Il y a en effet une sous estimation des risques et de leurs conséquences du fait :
de leurs raretés (en tout cas en France), de la perte de mémoire collective ou individuelle d’événements équivalents dans le passé, de constructions inadaptées dans des zones inondables ou à risques, de non entretien ou réparation des ouvrages de protections, d’un manque d’anticipation des initiatives à prendre, de la trop(?) grande dépendance de l’électricité et du téléphone, de la primauté des intérêts à courts termes sur le long terme, etc.
Cette étude de Novembre 2007 intitulée « Décès et mortalité dus aux événements météorologiques et extrêmes » montre une forte diminution des décès dans les plus récentes années. (Tableaux pages 4 et 7). J’espère que cela va continuer.
Il cite (page 11) plusieurs facteurs qui ont contribués à l’amélioration de la capacité d’adaptation :
Meilleure technologie pour le suivi en temps réel et une alerte plus précoce, nouvelles normes des bâtiments, meilleures prévisions météorologiques, renforcement des communications et des systèmes de transport, facilitant, notamment, l’arrivée des aides matérielles ou alimentaires et des médicaments dans les zones sinistrées.
Bien entendu, tout cela ne peut fonctionner efficacement sans volonté politique. Il est aussi nécessaire que ces nouvelles technologies soient partagées et accessibles aux pays et populations les plus pauvres, pour qu’ils puissent les adapter à leurs propres réalités.
Il y a aussi des politiques plus musclées qui consistent à interdire purement et simplement les habitations dans les zones à risques, et cela passe par la prise en compte de la sécurité des personnes avant les intérêts financiers lors de l’élaboration des PLU. Ce n’est pas le cas actuellement. Les maires ont beau jeu de se défausser maintenant sur l’Administration, en disant que c’était à elle de censurer leurs PLU, mais c’est une énorme hypocrisie, car c’était en premier lieu à eux de refuser les permis de construire s’il y avait risque. Mais il est tellement juteux pour les maires, et surtout pour certains propriétaires membres des conseils municipaux, de déclarer constructibles des terrains autrement sans valeur! Hypocrisie aussi de la part des politiques, qui ont déclaré qu’ils ne débattraient pas de ces problèmes par respect pour les victimes! C’était pourtant le moment d’en débattre.
Tous les risques ne peuvent pas être évités, mais 90 % peuvent l’être. La décision de mettre en place les ppr remonte à Haroun Tazieff en 1978! Depuis ce temps, les maires traînent les pieds! trop c’est trop.

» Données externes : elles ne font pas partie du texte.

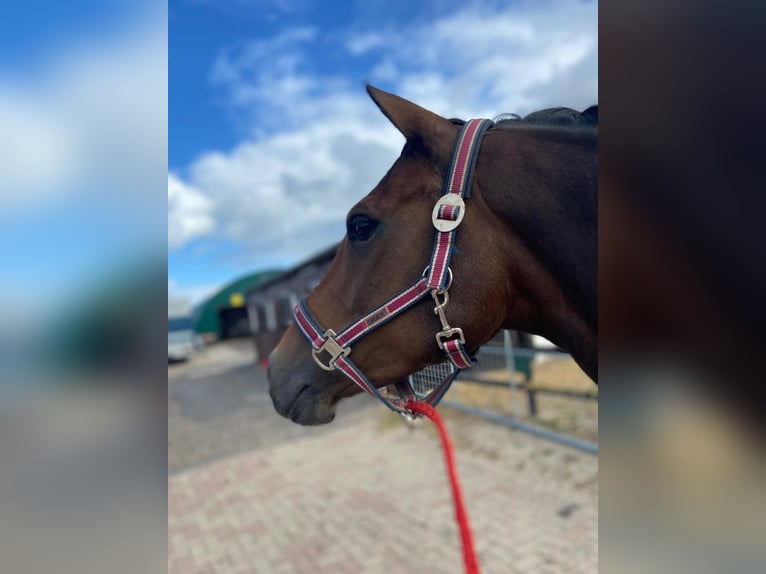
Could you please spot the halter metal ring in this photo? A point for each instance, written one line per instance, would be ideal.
(446, 225)
(332, 348)
(449, 278)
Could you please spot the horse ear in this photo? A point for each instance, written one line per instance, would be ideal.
(421, 127)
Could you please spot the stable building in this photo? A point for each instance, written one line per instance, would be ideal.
(270, 304)
(225, 314)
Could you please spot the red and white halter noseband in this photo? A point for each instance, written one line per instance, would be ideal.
(330, 350)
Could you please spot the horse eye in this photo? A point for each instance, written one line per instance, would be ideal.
(360, 228)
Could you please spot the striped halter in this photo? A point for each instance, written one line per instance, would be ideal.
(330, 350)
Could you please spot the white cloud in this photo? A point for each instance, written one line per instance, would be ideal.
(194, 293)
(288, 193)
(189, 213)
(95, 115)
(317, 144)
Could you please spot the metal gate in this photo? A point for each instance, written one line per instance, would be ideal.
(511, 372)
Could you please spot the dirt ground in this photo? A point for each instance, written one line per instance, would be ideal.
(572, 416)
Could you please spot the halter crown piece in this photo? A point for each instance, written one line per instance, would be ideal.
(330, 350)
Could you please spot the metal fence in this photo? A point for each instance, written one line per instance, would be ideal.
(502, 366)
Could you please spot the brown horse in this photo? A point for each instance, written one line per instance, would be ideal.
(525, 253)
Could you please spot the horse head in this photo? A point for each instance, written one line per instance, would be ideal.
(500, 278)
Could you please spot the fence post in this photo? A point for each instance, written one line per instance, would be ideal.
(510, 362)
(532, 402)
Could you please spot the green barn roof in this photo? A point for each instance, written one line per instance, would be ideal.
(232, 295)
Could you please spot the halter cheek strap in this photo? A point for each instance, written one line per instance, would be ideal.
(330, 350)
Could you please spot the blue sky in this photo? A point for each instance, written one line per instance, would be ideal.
(83, 148)
(271, 134)
(254, 111)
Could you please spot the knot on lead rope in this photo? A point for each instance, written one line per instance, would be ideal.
(469, 553)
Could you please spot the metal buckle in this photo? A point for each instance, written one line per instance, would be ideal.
(449, 277)
(448, 334)
(446, 225)
(331, 347)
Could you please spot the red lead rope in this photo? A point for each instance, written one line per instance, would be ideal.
(469, 554)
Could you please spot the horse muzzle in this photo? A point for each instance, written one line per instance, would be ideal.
(298, 390)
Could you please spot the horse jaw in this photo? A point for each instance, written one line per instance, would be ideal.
(298, 389)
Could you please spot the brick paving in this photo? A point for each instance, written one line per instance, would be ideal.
(365, 494)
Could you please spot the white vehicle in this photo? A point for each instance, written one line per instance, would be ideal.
(180, 330)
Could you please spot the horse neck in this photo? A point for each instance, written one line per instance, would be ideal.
(543, 186)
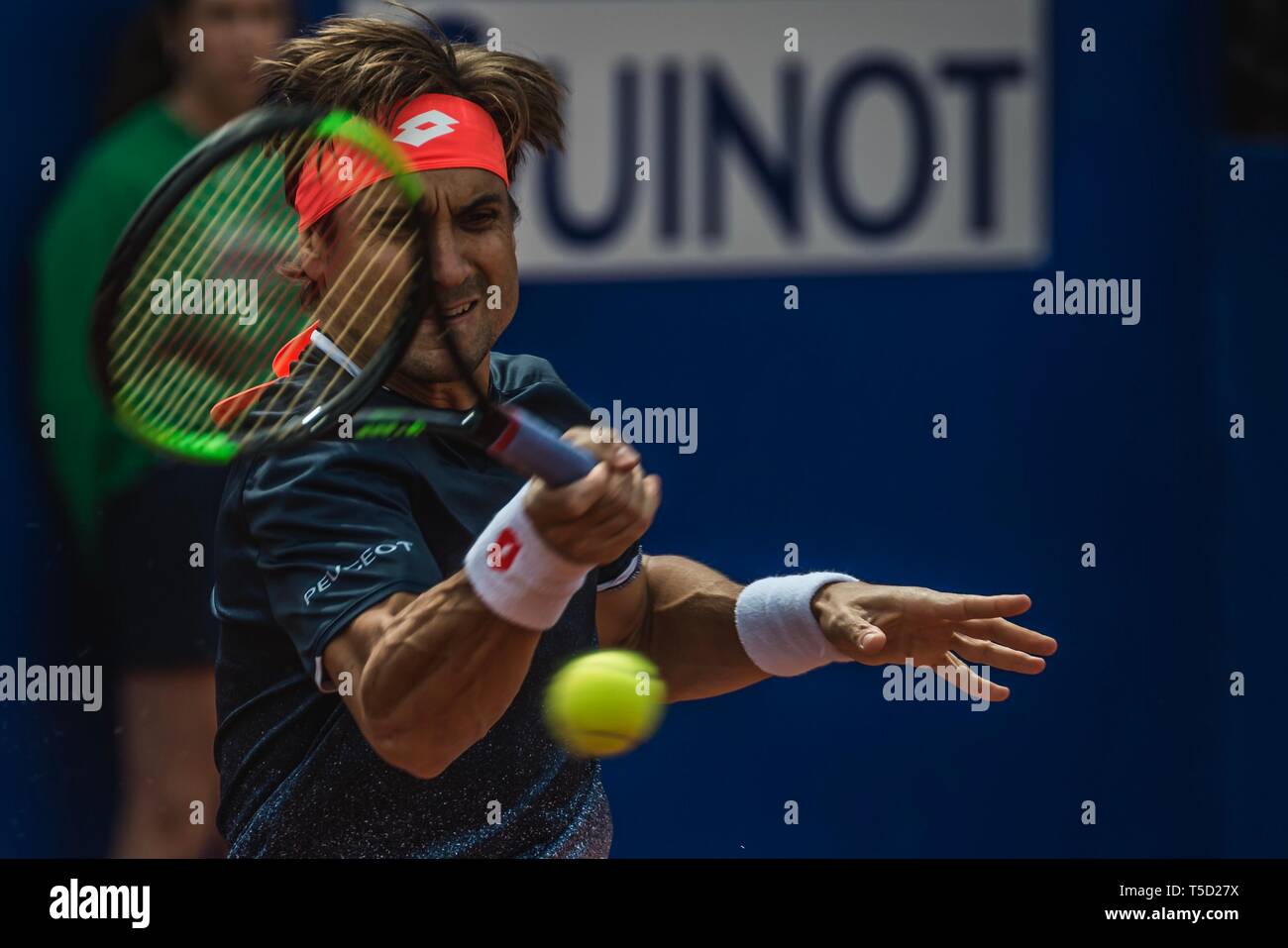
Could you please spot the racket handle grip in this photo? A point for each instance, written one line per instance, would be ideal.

En Charente-Maritime et en Vendée se pose aussi depuis longtemps le problème de la préservation des zones humides, qui constituent une part importante du territoire. Cette préservation est importante pour la préservation des espèces, y compris de poissons qui alimentent l »industrie de la pêche, mais aussi pour la préservation de la qualité des eaux. On observe qu’il est difficile d’y stopper l’urbanisation, alors même que l’Europe a édicté des règles strictes et qu’il est en principe interdit d’y construire. De plus une grande partie vient d’en être inondée par la mer!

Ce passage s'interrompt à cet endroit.